My watermelon takes alot of light in my tank but never had it under t5s. I think I have found that I like my LEDs more and more so long as there is a halide to go with them. I'll see ya soon bud.
 
Hmmm, I'm kinda depressed. I just did a 20g water change on a 60g tank. (the tank in question on this thread). The no3 was 15ppm (about) before the WC. After the WC the no3 is at least 20ppm.

The corals look better, and the tank in general looks better, also I checked old pics and I can see the new growth on many corals that had seemed to stop growing. But its annoying that the no3 has gone UP...

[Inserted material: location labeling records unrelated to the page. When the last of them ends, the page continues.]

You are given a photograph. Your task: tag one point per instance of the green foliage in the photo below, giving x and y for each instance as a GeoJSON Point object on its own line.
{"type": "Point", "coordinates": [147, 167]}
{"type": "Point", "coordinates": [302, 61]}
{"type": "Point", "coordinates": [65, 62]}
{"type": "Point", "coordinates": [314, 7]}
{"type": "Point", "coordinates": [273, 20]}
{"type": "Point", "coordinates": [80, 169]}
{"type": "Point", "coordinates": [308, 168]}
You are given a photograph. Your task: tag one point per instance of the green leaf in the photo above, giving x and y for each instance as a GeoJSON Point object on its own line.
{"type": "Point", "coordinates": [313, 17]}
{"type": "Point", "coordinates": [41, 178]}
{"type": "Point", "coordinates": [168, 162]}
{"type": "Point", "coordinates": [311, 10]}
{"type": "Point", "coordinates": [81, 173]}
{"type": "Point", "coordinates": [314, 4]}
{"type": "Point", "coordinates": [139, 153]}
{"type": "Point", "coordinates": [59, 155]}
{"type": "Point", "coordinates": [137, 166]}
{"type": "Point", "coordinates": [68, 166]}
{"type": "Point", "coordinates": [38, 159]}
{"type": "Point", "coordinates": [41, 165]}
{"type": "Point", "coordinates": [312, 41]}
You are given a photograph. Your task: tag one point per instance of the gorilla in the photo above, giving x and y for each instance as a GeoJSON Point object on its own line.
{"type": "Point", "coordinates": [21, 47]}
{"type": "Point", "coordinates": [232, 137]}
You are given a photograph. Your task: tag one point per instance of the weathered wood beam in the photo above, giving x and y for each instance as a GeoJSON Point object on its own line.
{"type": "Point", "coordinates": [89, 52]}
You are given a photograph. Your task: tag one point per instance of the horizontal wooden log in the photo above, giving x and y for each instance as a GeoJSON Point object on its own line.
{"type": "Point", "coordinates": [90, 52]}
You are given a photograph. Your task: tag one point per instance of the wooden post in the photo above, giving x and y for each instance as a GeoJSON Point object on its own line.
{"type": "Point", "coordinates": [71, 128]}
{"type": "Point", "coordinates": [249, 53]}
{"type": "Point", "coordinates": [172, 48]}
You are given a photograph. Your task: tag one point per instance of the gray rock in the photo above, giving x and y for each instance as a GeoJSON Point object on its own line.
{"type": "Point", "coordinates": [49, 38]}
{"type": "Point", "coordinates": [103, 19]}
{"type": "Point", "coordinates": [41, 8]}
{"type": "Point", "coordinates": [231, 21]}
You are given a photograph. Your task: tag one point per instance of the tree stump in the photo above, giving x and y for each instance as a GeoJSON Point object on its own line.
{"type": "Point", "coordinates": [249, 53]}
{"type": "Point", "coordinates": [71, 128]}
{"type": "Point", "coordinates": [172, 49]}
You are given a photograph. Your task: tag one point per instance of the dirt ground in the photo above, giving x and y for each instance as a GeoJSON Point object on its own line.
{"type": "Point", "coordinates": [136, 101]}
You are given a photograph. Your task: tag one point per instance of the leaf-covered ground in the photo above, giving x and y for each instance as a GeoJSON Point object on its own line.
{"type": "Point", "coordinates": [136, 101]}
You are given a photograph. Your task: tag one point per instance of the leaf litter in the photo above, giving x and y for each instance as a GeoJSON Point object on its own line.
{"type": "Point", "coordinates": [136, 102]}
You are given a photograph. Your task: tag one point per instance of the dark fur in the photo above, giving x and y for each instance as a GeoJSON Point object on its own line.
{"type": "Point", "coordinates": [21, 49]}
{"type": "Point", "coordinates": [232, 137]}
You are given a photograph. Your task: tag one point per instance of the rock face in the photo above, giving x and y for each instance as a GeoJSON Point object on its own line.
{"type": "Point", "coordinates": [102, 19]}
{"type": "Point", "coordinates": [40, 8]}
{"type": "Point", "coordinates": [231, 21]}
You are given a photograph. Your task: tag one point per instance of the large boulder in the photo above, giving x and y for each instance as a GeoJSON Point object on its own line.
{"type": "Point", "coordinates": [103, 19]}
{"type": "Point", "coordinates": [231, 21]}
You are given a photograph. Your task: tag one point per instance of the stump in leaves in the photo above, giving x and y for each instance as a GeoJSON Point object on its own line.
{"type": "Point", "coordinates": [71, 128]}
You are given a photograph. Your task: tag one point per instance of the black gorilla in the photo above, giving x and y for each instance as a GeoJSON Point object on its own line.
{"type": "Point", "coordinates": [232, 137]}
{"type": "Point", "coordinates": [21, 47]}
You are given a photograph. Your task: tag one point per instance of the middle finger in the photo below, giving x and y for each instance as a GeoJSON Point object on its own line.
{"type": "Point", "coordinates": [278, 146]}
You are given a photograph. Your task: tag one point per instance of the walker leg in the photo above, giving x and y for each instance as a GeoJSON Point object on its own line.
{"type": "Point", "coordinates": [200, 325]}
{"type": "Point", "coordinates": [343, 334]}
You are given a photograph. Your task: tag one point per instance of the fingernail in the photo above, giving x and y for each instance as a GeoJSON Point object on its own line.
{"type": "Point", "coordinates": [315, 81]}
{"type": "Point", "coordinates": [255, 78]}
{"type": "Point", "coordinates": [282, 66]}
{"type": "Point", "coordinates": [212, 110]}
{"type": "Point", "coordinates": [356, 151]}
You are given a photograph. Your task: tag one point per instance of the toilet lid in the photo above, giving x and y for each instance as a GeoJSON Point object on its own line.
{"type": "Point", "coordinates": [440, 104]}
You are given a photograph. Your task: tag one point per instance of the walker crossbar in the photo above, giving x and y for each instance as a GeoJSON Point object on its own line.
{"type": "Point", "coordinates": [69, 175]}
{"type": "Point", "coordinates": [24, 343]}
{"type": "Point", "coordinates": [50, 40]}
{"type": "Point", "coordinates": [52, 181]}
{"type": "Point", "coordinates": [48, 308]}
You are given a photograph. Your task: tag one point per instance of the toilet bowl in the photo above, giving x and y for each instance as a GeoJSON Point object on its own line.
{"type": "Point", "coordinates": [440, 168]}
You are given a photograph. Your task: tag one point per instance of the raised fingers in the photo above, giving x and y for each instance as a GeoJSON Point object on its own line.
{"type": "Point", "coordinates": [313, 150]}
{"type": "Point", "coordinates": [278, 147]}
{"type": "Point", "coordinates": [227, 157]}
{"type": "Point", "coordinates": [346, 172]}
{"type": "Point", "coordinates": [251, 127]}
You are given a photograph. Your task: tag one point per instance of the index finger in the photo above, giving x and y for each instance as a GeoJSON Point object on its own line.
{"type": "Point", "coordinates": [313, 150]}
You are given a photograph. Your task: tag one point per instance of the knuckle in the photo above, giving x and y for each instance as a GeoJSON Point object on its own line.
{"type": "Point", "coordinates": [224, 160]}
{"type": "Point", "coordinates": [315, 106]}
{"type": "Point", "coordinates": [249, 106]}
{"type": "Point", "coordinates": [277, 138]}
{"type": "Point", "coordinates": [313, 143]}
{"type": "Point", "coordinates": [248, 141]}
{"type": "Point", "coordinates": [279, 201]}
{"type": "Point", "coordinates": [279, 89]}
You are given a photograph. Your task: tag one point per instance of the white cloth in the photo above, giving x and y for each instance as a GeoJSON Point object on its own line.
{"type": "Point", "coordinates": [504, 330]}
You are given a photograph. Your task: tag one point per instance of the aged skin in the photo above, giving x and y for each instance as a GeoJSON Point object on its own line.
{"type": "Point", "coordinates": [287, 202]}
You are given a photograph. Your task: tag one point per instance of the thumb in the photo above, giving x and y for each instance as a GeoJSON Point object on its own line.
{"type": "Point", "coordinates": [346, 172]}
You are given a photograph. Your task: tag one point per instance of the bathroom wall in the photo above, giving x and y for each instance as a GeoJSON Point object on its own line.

Any ideas? Should I just do more WC's?
 
Did you test the RO? I did some reading and it seems like the only thing I can figure is to test the RO and test the WC water. How is the coral responding? My tank looks great along with the RP, now if I can get rid of this algae. Found a fish stick my daughter tried to feed Memo in the 40 and am kinda curious if that was the issue, guessing it was in there for quite a while tucked in behind the overflow. Gotta love kids.
 
That's funny.

RODI is clean. I will have to test the salt later. The purple monti is bright blue under my lights...its looking good so far.
 
I was, and still am ****ed. Not as much at her for doing it but myself for not seeing it. As many blue lights as you got everything should have a nice blue shimmer to it, LOL. Glad to hear it's doing well.